With respect to Northland's amalgamation, the LGC says it "is now analysing the submissions and feedback from the hearings, and may undertake further inquiries and consultation with other groups if required. It then has four options:


  • issue the draft proposal as a final proposal;
  • modify the draft and issue it as a final proposal;
  • issue a new draft proposal based on a different preferred option for local government in Northland; or
  • decide not to issue a final proposal at all."

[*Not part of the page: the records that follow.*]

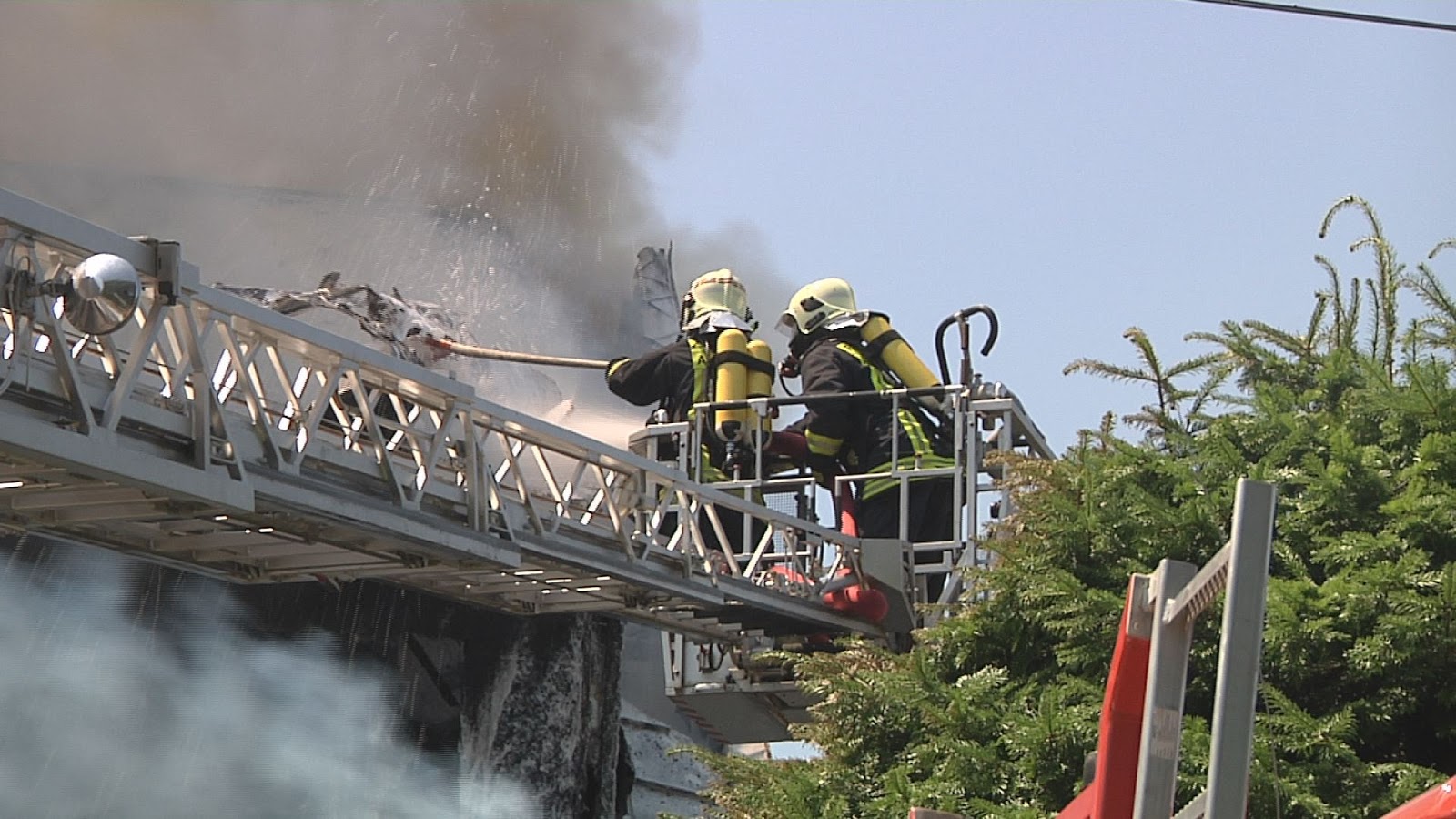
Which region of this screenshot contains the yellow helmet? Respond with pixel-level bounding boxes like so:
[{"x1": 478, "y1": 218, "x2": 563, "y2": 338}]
[
  {"x1": 682, "y1": 268, "x2": 759, "y2": 332},
  {"x1": 779, "y1": 278, "x2": 869, "y2": 337}
]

I expect the LGC will very soon release its draft proposal as a final proposal. If unchallenged that would have very significant implications for ratepayers. Residents in the Far North and Whangarei would pay more - they would in effect pay for Kaipara's debts -and a move from land value to capital value would significantly change the how much each ratepayer pays. 

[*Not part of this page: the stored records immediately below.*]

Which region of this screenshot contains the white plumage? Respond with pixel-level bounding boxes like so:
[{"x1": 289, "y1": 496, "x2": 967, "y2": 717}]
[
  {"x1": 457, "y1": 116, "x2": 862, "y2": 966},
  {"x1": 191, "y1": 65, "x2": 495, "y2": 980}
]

Amalgamation is the biggest issue to affect property owners since the last amalgamation in 1989, and I personally do not believe that has produced the benefits that were promised at the time.  This time will be no different.

1 comment:

Brian said...

To Amalgamate or not to Amalgamate? An LGC non option.
That is question..
.Whether tis nobler in the conscience to amalgamate
And by amalgamation end our democratic freedom
Serving a bias appointed Local Government Commission.
Or by opposing them, become a racist!.....
To spurn the insolence of office
That patient paid merit of the bureaucrat takes
Accept rating under another weary load,
But for a fear of a undiscovered Super Council,
From which no ratepayer returns unscathed.
Makes appeasement cowards of us all,
Such is this enterprise now upon us,
From which we lose our valued freedom gained.
But tush! the fair Fran from her bower,
Rises Wilde like from her capital orisons
Be all her sins remembered????
With very very sincere apologies
To William Shakespeare
Of London and Stratford Fame..
Frank.
Good Article
It has become very obvious that Government, or what is more likely Parliament as a whole, supports the concept of centralisation of our Local Government. This is irrespective of whether ratepayers desire this or not, a reason will be made either now or later that Super Councils devoid of representation will be the order of the day.
Truly democratic freedoms such as the forefathers of this country lay down as an example to us all, have been thrust aside in the madcap rush for power.